The five associations chairmen - Victor Geactuluc (Yanta Development Association), John Nema (Hengambu Landowner Association), Jack Raban (Babuaf Development Corporation) of the Special Mining Lease (SML) area including Joseph Tetang (Wampar Pipeline Association) and Gae Galang (Wagan Outfall Association) - said they want the project to proceed and are asking Morobe Governor Ginson Saonu to desist from any purported court proceedings against the Sate about the deep-sea tailings placement (DSTP).
Saonu, however, said that Morobe’s position still stands. “I will do what is right, just and fair for everyone,” he said.
According to an independent body monitoring and evaluating process for the last four years, the landowners shouldn’t rush into things. The leaders argued that this process may cost Morobe and the provincial government millions of kina and added that the mining forum is the best place to discuss this problem.

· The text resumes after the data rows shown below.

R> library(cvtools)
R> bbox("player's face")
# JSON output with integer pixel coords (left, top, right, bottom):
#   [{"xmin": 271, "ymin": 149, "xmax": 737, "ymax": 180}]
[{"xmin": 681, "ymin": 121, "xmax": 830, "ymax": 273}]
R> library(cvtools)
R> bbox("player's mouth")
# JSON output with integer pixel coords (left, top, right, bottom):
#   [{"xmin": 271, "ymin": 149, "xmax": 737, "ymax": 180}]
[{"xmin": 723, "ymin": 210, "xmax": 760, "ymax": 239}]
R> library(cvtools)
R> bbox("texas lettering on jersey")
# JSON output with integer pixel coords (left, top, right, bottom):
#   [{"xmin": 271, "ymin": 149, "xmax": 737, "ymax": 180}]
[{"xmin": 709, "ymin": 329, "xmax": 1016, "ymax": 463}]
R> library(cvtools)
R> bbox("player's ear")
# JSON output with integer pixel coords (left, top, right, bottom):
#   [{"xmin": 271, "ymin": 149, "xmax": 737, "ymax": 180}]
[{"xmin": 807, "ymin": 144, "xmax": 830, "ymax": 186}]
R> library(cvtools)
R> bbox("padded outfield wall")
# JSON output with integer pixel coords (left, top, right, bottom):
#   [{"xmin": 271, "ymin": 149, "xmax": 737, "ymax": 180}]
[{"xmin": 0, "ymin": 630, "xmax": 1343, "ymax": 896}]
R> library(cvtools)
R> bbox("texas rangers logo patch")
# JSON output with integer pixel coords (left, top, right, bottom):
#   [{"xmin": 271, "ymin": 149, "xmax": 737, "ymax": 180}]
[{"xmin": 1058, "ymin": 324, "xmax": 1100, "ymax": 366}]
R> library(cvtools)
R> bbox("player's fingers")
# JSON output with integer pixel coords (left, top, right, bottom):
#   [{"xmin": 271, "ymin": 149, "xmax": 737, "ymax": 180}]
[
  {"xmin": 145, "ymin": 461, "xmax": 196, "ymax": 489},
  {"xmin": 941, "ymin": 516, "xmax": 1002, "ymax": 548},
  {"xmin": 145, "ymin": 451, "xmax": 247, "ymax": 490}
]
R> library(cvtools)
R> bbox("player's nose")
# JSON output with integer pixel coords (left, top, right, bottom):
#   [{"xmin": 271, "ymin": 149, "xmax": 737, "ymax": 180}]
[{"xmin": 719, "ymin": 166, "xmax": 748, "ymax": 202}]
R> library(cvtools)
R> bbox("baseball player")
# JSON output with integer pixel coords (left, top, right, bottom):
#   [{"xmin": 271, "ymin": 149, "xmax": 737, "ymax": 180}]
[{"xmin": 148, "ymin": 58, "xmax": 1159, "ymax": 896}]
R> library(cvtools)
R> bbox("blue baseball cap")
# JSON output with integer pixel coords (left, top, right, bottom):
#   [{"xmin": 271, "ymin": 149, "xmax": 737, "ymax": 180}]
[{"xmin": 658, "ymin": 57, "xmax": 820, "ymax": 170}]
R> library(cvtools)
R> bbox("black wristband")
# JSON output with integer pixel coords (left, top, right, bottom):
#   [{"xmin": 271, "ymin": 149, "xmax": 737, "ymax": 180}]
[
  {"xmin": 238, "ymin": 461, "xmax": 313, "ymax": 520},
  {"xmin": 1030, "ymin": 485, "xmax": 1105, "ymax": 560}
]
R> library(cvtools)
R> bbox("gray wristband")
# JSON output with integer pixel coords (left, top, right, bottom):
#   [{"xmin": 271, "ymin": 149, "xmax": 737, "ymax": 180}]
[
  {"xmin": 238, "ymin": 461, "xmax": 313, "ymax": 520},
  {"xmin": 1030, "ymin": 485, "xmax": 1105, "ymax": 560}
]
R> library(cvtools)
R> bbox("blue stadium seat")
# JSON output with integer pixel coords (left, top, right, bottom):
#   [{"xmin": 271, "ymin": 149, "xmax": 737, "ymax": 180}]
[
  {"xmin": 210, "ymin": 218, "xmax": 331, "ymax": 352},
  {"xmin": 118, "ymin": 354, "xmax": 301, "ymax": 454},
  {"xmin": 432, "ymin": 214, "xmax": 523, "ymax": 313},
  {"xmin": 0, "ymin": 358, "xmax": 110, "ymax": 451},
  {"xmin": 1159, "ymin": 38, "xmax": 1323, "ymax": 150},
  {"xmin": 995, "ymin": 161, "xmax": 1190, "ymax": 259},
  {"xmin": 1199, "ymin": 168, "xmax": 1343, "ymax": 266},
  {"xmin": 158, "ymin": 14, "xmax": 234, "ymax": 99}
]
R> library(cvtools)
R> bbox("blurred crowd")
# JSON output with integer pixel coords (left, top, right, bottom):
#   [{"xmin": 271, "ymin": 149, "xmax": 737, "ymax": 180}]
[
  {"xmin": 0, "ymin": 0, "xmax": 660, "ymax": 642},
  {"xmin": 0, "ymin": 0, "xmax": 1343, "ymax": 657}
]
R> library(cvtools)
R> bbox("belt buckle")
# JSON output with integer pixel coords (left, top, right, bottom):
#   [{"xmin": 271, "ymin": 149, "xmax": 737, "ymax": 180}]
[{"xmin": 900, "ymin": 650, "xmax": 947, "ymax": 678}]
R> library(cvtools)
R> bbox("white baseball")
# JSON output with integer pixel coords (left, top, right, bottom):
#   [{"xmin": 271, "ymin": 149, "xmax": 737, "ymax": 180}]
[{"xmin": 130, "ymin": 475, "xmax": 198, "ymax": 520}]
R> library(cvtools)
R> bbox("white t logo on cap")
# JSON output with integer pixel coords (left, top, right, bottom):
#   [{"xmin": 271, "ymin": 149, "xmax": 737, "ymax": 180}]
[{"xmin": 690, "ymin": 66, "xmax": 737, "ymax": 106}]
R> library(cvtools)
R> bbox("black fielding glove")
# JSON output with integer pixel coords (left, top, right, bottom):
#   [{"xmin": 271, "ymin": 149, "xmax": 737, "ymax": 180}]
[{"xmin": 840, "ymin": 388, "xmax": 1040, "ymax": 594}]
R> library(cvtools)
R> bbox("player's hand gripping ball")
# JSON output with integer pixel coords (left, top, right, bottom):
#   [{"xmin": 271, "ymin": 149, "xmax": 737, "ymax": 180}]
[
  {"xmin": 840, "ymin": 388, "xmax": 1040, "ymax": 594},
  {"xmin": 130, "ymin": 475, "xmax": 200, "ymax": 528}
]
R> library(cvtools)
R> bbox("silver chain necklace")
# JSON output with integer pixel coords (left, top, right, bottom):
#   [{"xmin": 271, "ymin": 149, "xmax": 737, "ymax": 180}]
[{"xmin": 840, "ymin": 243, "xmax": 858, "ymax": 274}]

Nema said that he has lost more than 20 of his community members to common natural calamities and lack of basic health services. “I am against the move by our governor to register another court proceeding against the National Government while my people are suffering and dying without seeing any real developments or benefiting from their land,” he said.
Geactuluc said that they don’t support the intention of the governor to take this to court. “We urge the good governor to refrain from wasting his time with his consultants and advisers but instead commit his time and resource to mobilise the SML, Pipeline and Outfall landowners through their associations in preparation for the upcoming Wafi Project MoA,” he said.
For his part, Tetang urged the governor to have a discussion on how he intends to recognise the Huon Gulf coastal communities benefit-sharing instead of fighting a losing arrangement to prevent DSTP. “That is why the developer has chosen DSTP because it is much safer and could not harm the marine resources or the coastal communities based on the research and studies conducted,” he said.